"living is difficult, it is difficult for everybody. and it is at that moment when living feels like crawling through a pin-sized hole, that we must resist the urge of succumbing to bad memories. refuse to bow before bad months or bad years, cause our eyes are starving to feast on this world, there are so many turquoise bodies of water left for us to dive in."
It is like the protocol of a bad year, and how to crawl out of it. It contains all manners of female misery, from rape, to a broken heart, to growing up in a society of misogynists, of being an immigrant, of being told by society that you are simply not good enough the way you are. It is a book about racism, female power and motherhood, or daughterhood.
It shows the way from darkness, through more darkness, to light.
How to empower oneself.
The collection is split into five chapters: wilting, falling, rooting, rising, and blooming.
Just like flowers have to wilt, to fall, in order to root, rise and bloom.
The parallel between women and nature, the deep connection, our bodies give us to the earth, is a characterizing part of this book.
I loved every single poem.

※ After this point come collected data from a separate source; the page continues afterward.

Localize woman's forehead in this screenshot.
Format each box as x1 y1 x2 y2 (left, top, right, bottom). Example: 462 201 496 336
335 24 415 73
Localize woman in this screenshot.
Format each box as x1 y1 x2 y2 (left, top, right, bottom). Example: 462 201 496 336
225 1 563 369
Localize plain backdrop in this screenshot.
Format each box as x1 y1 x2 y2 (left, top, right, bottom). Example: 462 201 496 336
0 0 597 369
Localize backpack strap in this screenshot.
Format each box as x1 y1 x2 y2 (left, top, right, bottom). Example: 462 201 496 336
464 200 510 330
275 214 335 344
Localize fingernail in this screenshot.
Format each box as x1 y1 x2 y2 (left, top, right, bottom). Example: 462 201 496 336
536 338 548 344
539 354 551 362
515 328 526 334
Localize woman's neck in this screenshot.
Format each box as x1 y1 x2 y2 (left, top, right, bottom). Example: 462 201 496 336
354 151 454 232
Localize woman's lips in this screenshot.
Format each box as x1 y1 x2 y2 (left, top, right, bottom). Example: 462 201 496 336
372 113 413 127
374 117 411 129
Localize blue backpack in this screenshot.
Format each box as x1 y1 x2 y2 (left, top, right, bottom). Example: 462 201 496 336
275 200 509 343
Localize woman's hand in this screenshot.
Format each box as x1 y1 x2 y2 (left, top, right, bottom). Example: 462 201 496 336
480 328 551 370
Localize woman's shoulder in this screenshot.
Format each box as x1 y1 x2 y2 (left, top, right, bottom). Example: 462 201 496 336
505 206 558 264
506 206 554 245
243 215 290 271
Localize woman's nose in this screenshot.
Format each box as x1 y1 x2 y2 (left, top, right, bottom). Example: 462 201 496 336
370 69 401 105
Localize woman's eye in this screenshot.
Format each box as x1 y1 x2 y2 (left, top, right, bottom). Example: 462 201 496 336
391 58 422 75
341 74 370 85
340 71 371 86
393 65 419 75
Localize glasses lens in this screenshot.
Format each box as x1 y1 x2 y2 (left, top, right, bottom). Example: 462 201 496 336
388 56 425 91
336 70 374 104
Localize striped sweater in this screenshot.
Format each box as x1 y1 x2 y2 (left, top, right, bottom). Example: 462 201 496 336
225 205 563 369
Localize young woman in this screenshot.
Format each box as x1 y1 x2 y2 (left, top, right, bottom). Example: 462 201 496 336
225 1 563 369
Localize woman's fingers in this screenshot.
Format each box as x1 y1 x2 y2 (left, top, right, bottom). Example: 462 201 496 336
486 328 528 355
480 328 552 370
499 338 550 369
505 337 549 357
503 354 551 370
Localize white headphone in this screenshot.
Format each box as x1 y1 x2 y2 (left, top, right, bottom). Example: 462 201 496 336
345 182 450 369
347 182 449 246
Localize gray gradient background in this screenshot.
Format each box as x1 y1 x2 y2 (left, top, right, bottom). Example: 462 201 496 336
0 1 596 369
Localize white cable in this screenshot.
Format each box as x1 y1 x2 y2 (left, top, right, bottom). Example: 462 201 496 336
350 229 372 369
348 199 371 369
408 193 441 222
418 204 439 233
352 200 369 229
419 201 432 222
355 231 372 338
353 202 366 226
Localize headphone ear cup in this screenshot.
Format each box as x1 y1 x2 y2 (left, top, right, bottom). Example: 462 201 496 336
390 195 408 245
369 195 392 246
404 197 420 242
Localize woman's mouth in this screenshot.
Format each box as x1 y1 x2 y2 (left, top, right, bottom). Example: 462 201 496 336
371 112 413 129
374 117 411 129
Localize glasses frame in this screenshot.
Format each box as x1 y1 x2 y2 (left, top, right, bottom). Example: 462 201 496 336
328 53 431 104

It was like eating nourishing, very healthy food.
I know, because I've heard, that her critics say, she is oversimplistic. But for me, that is not a critical point. I like my poems to be accessible. So they tell me even more. Rupi Kaur does not hide her truth, which is fundamental and a universal truth, behind nonaccessible, seemingly intellectual layers of meaning, only to decipher for the well read, or not at all. She presents it, like she has no fear, for everybody to see and understand and use.
In a way, her book tells every reader to move into her own power. This is a beautiful message. One so very important today, and always. Dare to be yourself. You are good. You are beautiful. Enjoy life. Enjoy this planet. Love.